Não podemos deixar de levar em consideração que era já final do dia (o embate deu-se cerca das 20h00), altura em que, por apelo às regras do normal acontecer, o cansaço é mais sensível.
O Sinistrado, à data, tinha já 71 anos de idade, sendo do conhecimento comum que, com o avançar da idade, as capacidades de concentração e de resistência vão diminuindo.
Por outro lado, cumpre levar em ponderação que as vias, no local, se cruzam, não sendo fora do comum que um condutor se foque no horizonte da estrada e, por distracção, continue a marcha sem atender a uma obrigação de paragem.
Tudo ponderado, somos a concluir que a factualidade apurada é insuficiente para qualificar a conduta do Sinistrado como temerária em alto e relevante grau, o resultado de um acto verdadeiramente inútil, despropositado e indesculpável, que contraria e mesmo desafia as mais elementares regras de cuidado.
Mas ainda que assim não fosse, a Ré tinha, acrescidamente, por consubstanciar facto impeditivo do direito invocado pelos Autores, de provar a exclusividade da culpa causal por banda do condutor (nº 2 do art. 342º do Código Civil), isto é, que para a produção do sinistro era de afastar, com segurança, qualquer culpa de terceiro interveniente no acidente.[16]
E também aqui não fez a necessária prova.

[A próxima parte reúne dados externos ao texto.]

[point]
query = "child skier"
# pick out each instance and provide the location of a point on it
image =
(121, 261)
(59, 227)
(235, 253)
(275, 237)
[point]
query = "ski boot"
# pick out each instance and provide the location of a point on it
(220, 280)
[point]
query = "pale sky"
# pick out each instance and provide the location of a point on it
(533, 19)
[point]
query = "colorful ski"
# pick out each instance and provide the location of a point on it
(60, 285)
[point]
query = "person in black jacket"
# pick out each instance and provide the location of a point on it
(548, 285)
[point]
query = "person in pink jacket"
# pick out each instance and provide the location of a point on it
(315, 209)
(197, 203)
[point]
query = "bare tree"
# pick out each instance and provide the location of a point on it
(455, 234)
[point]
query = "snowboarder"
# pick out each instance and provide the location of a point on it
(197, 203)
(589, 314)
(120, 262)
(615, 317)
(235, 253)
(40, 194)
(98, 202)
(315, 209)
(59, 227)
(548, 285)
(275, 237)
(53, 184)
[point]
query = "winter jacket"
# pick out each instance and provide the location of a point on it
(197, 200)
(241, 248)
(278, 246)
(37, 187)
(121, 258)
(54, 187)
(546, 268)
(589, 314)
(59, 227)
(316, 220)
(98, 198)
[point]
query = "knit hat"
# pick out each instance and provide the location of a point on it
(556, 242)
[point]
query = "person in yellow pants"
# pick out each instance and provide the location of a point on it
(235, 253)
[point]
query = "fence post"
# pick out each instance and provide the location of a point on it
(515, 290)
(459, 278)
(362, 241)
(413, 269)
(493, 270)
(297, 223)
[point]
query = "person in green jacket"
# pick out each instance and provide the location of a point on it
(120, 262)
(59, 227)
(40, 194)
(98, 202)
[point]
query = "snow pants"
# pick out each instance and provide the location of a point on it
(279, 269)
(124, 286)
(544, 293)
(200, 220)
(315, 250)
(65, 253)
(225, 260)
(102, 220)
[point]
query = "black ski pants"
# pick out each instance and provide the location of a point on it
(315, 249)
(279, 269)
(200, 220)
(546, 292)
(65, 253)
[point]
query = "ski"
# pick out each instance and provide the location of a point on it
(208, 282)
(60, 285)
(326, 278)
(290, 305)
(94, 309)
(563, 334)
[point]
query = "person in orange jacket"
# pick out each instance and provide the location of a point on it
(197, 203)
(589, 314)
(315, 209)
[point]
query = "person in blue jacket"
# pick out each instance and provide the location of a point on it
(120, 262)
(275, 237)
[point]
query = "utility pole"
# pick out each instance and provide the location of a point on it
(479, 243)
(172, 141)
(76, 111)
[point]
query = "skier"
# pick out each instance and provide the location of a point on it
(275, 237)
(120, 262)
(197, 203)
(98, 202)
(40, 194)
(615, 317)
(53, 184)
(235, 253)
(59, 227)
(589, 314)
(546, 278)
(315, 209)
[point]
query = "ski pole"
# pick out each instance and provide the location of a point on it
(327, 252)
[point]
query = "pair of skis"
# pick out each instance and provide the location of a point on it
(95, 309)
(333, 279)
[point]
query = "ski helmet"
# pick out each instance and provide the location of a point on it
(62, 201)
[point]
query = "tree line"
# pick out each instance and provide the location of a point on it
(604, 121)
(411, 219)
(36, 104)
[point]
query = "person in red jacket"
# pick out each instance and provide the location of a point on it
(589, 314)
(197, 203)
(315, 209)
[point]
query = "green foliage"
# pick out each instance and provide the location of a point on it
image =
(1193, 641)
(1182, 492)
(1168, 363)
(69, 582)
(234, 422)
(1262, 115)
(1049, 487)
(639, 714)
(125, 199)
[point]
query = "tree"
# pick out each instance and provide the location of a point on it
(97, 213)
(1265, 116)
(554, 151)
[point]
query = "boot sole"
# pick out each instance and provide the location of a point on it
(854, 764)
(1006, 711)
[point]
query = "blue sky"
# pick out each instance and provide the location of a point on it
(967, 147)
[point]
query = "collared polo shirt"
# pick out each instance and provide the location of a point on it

É que, desde logo, o condutor do veículo HQ seguia a pelo menos 80 km/h numa estrada em que o limite máximo de velocidade era de 60km/h, violando, ele próprio, regras estradais.
O art. 28º do Código da Estrada, nos seus n.os 1, 2 e 5 dispõe que “sempre que a intensidade do trânsito ou as características das vias o aconselhem podem ser fixados, para vigorar em certas vias, troços de via ou períodos:
a) Limites mínimos de velocidade instantânea;
b) Limites máximos de velocidade instantânea inferiores ou superiores aos estabelecidos no n.º 1 do artigo anterior.
2 - Os limites referidos no número anterior devem ser sinalizados ou, se temporários e não sendo possível a sinalização, divulgados pelos meios de comunicação social, afixação de painéis de informação ou outro meio adequado.
(…)
5 - É aplicável às infrações aos limites máximos estabelecidos nos termos deste artigo o disposto nos n.os 2 e 4 do artigo anterior”.
Acresce que, por força da al. h) do nº 1 do art. 25º do Código da Estrada, “sem prejuízo dos limites máximos de velocidade fixados, o condutor deve moderar especialmente a velocidade:
(…)
h) Nas curvas, cruzamentos, entroncamentos, rotundas, lombas e outros locais de visibilidade reduzida”.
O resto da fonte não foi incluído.